Kernel methods can be applied to supervised learning tasks using the kernel ridge regression algorithm (Murphy 2012), which is a straightforward generalization of linear regression, and the support vector machine (SVM) (Cortes and Vapnik 1995), which finds the linear classifier that maximizes the margin (i.e. the minimum distance between the data points and the boundary, on both sides). The SVM usually finds a sparse solution, i.e. a classifier whose output depends only on a few dataset items named support vectors. Kernel methods can be applied also to unsupervised learning tasks. Kernel PCA (Schölkopf et al. 1997) is the straightforward extension of the principal component analysis algorithm. It finds the components in the higher dimensional Hilbert space that have larger variance. Kernels can be applied to clustering techniques too, including the k-means algorithm (MacQueen 1967).

Fig. 1
figure 1

Fig. 1(a)-(b) Fidelity test and SWAP test for Quantum Kernel Estimation where U is the feature map associated with the quantum kernel. Figure 1(c) Quantum circuit for the feature map associated with the projected kernel, the Hermitian observable H can be arbitrary

Kernel function can be parameterized, i.e. depending on one or more hyper-parameters that can be trained according to some loss function or chosen using a grid search. A different approach is the multiple kernel learning (Bach et al. 2004), which consists of defining multiple, fixed kernels and learning the most effective linear combination of such kernels.

2.1 Quantum Kernels implementation

Any parametric quantum circuit implementing the unitary transformation \(U_\phi (\theta )\) acting on the Hilbert space \(\mathcal {H}\) of the n-qubits quantum system can be used to implement a feature map:

$$\begin{aligned}&\phi : \mathcal {X} \rightarrow \mathcal {H} \nonumber \\&\vert 0 \cdots 0 \rangle \mapsto U_\phi (x) \vert 0 \cdots 0 \rangle = \vert \phi (x)\rangle \end{aligned}$$
(11)

Such a feature map allows using the quantum space as an RKHS. In fact, we can obtain a kernel function sharing the same structure of Eq. 8 by encoding a pair of data points into quantum states and calculating the inner product between them:

$$\begin{aligned} K(x, x')= & {} \ \langle {\phi (x)}\vert {\phi (x')}\rangle \end{aligned}$$
(12)
$$\begin{aligned}= & {} \ \text {prob}(\text {measurement of the state } U_\phi ^\dagger (x')U_\phi (x)\vert 0 \cdots 0 \rangle \nonumber \\{} & {} \text { using observable } \sigma _z^{\otimes n} \text { collapse to eigenstate }\vert 0 \cdots 0 \rangle ).\nonumber \\ \end{aligned}$$
(13)

Such a kernel can be concretely implemented using the overlap test circuit.
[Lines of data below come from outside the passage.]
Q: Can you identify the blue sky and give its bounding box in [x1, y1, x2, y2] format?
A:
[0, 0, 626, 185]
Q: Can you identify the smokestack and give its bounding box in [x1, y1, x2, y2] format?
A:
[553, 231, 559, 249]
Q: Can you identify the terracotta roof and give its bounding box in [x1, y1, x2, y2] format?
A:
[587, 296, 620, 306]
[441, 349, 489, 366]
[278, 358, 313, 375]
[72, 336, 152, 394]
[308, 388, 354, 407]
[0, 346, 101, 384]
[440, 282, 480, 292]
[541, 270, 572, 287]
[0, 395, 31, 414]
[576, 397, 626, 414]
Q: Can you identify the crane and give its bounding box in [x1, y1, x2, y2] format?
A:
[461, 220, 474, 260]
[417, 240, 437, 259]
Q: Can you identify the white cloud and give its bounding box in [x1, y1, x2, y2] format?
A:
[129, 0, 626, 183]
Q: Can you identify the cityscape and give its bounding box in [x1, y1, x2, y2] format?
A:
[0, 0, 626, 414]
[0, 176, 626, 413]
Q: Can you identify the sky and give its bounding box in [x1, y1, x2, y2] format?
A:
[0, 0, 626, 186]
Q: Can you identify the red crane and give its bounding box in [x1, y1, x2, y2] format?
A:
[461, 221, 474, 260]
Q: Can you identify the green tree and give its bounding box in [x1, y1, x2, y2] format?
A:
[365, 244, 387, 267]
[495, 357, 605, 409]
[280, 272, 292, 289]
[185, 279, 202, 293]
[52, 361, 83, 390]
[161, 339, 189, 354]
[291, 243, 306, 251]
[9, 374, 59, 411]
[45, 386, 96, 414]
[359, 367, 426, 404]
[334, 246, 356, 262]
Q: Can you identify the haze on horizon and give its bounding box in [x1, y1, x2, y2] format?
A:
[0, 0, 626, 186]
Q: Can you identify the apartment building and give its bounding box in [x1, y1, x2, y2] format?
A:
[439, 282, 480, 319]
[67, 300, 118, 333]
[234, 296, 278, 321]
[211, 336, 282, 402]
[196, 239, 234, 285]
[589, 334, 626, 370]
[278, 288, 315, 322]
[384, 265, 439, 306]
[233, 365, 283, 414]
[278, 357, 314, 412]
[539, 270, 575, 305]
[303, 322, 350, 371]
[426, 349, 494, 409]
The circuit structure is shown in Fig. 1a. We can equivalently use the SWAP test whose circuit structure is shown in Fig. 1b. Thus, we estimate the value of the kernel matrix \(K_{i,j}\) by executing, for each pair of data points, \(U_\phi \) multiple times (aka shots). This procedure consists in performing multiple measurements which force the quantum wavefunction to collapse, resulting in the fidelity measure between the two encoded data points. The kernel matrix can be finally fed to a kernel machine (e.g. SVM, Kernel PCA). Moreover, given the parametric quantum circuit for the feature map \(U_\phi \) and a second quantum circuit W implementing the state \(\vert {w}\rangle = W\vert 0\cdots 0\rangle \) corresponding to the linear weights, the function

$$\begin{aligned} f(x) = \langle {\phi (x)}\vert {w}\rangle \end{aligned}$$
(14)

is a linear classifier.

Due to the large dimensionality of \(\mathcal {H}\), exponentially in the number of qubits, the computation of the inner product may be affected by the curse of dimensionality: any two pairs of quantum states uniformly sampled in the Hilbert space have a high probability to be almost orthogonal (Ball et al. 1997). Each off-diagonal element of the Gram matrix vanishes with the increasing dimension of \(\mathcal {H}\). If we think to perform the QKE on a current NISQ hardware this small value \(K_{ij}\) becomes indistinguishable from the inherently pervading noise making our classifier worthless. Such limitation requires a number of measurements to estimate a kernel function value that is polynomially in the dimensions of \(\mathcal {H}\), thus exponentially in n. Therefore, we need to accurately design our unitary transformation in order to avoid loosing quantum states within the Hilbert space.

We can design an effective quantum transformation, i.e. not affected by the curse of dimensionality, using several techniques.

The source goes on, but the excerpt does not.